Napoleón se quedó mirando cómo Desaix observaba durante un rato aquella tremenda confusión que era el campo de batalla. Desaix contemplaba la situación como si todo aquello le fuera ajeno; como si la propia batalla no fuera con él. Ni excitación, ni temor ante la inminente derrota. Desaix, por supuesto, era un noble de antigua familia. Revolucionario hasta la médula, cierto, pero noble al fin y al cabo, y bajo ninguna circunstancia permitiría que nadie de aquella chusma viera el más mínimo signo de emoción en su rostro.
-¿Cómo lo ves, Antoine? -Preguntó Napoleón.
-Fatal, excelencia. Esta batalla está totalmente perdida. Hasta un ciego se daría cuenta.
Ambos se conocían desde hacía años, y se profesaban un mutuo respeto basado en la confianza respecto a las aptitudes militares del otro. Habían combatido juntos en Egipto, y también habían pasado juntos por no pocas penalidades en aquella dura expedición. Aunque ahora Napoleón era la cabeza del estado francés, era impensable que Desaix se dirigiera a él en otro tono que no fuera el de un igual. Napoleón lo sabía, y lo aceptaba. Nunca le había gustado la pompa, y no la exigía en sus subordinados.

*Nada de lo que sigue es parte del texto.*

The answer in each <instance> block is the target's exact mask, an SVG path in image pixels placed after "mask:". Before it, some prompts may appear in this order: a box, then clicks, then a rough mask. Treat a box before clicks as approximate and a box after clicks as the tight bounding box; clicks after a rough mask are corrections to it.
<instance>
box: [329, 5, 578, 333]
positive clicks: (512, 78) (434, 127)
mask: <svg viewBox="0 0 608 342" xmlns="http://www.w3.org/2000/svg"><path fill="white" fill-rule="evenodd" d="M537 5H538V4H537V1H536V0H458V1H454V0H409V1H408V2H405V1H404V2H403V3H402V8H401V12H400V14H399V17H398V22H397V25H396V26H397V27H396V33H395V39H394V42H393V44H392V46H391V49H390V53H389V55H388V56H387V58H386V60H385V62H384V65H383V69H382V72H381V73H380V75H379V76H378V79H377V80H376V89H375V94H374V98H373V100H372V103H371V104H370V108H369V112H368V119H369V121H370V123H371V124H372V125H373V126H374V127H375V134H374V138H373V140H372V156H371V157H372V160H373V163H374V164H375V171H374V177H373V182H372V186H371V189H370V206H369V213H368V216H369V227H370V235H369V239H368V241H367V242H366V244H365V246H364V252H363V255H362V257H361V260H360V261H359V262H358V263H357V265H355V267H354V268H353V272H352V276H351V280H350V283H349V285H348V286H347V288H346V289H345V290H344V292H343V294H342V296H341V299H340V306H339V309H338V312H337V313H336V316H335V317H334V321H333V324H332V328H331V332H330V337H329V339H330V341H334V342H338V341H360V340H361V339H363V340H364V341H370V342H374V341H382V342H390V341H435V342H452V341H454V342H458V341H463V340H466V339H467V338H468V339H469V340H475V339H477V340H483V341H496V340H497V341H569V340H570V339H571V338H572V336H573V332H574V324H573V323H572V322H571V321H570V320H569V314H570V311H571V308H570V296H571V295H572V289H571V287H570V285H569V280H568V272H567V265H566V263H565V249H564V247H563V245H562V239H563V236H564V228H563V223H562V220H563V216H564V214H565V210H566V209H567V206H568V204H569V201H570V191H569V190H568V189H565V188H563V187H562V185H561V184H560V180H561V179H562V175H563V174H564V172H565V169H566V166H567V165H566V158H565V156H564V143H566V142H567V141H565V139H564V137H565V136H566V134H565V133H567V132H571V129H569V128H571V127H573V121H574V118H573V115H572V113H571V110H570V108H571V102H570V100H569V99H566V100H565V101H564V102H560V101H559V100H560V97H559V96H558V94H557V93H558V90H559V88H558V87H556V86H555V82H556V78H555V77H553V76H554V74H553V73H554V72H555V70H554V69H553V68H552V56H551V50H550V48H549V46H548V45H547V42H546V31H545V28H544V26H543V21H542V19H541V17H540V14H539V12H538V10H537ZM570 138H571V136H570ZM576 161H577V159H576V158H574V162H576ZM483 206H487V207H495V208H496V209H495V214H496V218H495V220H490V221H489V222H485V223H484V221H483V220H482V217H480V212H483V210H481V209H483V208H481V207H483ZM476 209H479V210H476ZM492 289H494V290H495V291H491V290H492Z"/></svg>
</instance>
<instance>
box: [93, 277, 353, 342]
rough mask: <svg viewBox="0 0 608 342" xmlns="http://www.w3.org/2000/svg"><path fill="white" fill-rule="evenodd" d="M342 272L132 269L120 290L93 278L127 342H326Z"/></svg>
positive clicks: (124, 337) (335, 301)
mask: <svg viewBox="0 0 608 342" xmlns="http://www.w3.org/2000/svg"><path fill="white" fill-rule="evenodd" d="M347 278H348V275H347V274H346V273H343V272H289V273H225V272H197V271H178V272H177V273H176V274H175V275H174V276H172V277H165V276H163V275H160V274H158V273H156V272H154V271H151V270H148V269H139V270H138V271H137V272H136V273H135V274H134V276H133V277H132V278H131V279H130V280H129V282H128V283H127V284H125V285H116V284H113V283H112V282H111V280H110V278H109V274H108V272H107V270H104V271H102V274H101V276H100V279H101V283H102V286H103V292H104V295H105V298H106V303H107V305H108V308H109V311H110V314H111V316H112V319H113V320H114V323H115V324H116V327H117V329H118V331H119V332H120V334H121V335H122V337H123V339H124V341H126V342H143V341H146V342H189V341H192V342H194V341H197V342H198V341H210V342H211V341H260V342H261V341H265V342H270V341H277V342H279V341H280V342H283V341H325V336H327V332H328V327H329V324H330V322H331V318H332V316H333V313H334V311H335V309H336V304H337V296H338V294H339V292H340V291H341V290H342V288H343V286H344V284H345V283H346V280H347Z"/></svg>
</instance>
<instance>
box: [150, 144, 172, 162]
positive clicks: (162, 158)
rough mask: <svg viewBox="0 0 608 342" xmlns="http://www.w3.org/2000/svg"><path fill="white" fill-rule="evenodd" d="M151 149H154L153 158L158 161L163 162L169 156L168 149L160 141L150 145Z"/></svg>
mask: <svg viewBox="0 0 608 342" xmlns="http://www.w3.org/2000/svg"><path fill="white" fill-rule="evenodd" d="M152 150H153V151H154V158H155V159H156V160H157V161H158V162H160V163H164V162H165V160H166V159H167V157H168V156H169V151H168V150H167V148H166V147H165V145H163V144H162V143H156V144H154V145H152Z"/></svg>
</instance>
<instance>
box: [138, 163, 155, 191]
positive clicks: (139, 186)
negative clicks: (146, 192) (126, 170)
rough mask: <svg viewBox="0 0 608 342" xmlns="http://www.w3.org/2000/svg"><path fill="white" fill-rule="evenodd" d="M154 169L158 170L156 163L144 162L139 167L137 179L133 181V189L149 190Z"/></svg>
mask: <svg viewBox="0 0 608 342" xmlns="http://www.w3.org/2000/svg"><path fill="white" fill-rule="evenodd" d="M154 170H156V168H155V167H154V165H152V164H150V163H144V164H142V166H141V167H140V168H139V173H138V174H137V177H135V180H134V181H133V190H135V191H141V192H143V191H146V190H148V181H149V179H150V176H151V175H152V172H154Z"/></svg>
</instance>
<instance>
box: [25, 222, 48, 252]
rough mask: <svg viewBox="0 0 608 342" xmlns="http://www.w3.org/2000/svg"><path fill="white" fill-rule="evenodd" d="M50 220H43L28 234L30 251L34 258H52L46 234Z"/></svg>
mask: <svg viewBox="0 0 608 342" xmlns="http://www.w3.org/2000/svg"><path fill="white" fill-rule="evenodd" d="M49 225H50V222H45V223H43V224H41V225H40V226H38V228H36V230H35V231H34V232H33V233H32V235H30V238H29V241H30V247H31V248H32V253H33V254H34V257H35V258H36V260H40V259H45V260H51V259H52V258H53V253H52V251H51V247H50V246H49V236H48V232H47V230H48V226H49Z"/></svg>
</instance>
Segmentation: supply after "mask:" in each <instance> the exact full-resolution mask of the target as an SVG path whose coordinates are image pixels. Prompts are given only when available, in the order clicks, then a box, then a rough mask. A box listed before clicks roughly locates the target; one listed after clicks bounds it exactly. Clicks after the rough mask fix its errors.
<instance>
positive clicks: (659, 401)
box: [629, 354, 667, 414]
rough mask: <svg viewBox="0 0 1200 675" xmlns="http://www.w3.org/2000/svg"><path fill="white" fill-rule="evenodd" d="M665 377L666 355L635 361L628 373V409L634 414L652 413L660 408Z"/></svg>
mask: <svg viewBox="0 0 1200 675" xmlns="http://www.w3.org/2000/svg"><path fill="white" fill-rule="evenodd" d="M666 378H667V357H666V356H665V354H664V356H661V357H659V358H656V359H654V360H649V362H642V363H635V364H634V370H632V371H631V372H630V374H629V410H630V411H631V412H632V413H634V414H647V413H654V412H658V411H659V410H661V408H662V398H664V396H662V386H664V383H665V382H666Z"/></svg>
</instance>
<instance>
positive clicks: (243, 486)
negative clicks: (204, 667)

-¿Entonces? -Inquirió Napoleón al general Desaix.
-Bueno, sólo son las cinco de la tarde. Hemos perdido una batalla pero tenemos tiempo para ganar la siguiente. Si machacas con la artillería el centro austríaco y los entretienes lo suficiente, me arrojaré sobre ellos con los tres regimientos de la División Boudet antes de que puedan darse cuenta.
-De acuerdo, daré las órdenes oportunas. ¡Buena suerte Antoine!
Y tal como llegó, pausadamente, Desaix se marchó del puesto de mando francés con su caballo al paso, como si tuviera todo el tiempo del mundo. Aquella fue la última vez que Napoleón vio a Desaix cara a cara. Unos minutos más tarde, le vio arrojarse a galope tendido, sable en mano, sobre el grueso de las líneas enemigas, seguido de cerca por sus húsares y perdiéndose entre las nubes de polvo y de humo de pólvora.
Los sorprendidos austríacos, que no esperaban los refuerzos franceses, perdieron la iniciativa de la batalla y empezaron a retroceder, acosados por todos los flancos por los hombres de Desaix, de Murat, Kellerman y Marmont. Antes de la caída de la tarde, el campo de Marengo pertenecía a Francia, y Austria era expulsada de Italia, al menos durante un tiempo. Aquel día Napoleón, en efecto, perdió una batalla y ganó otra.
A Desaix le encontraron horas más tarde entre los cadáveres que sembraban el campo de batalla. Un fusilero austríaco le acertó de lleno durante una de las heroicas cargas que protagonizó aquella tarde. De esta forma, el general Desaix también se ganó un rincón en las paredes del Arco del Triunfo y la mención imperecedera de su valentía en los libros de Historia.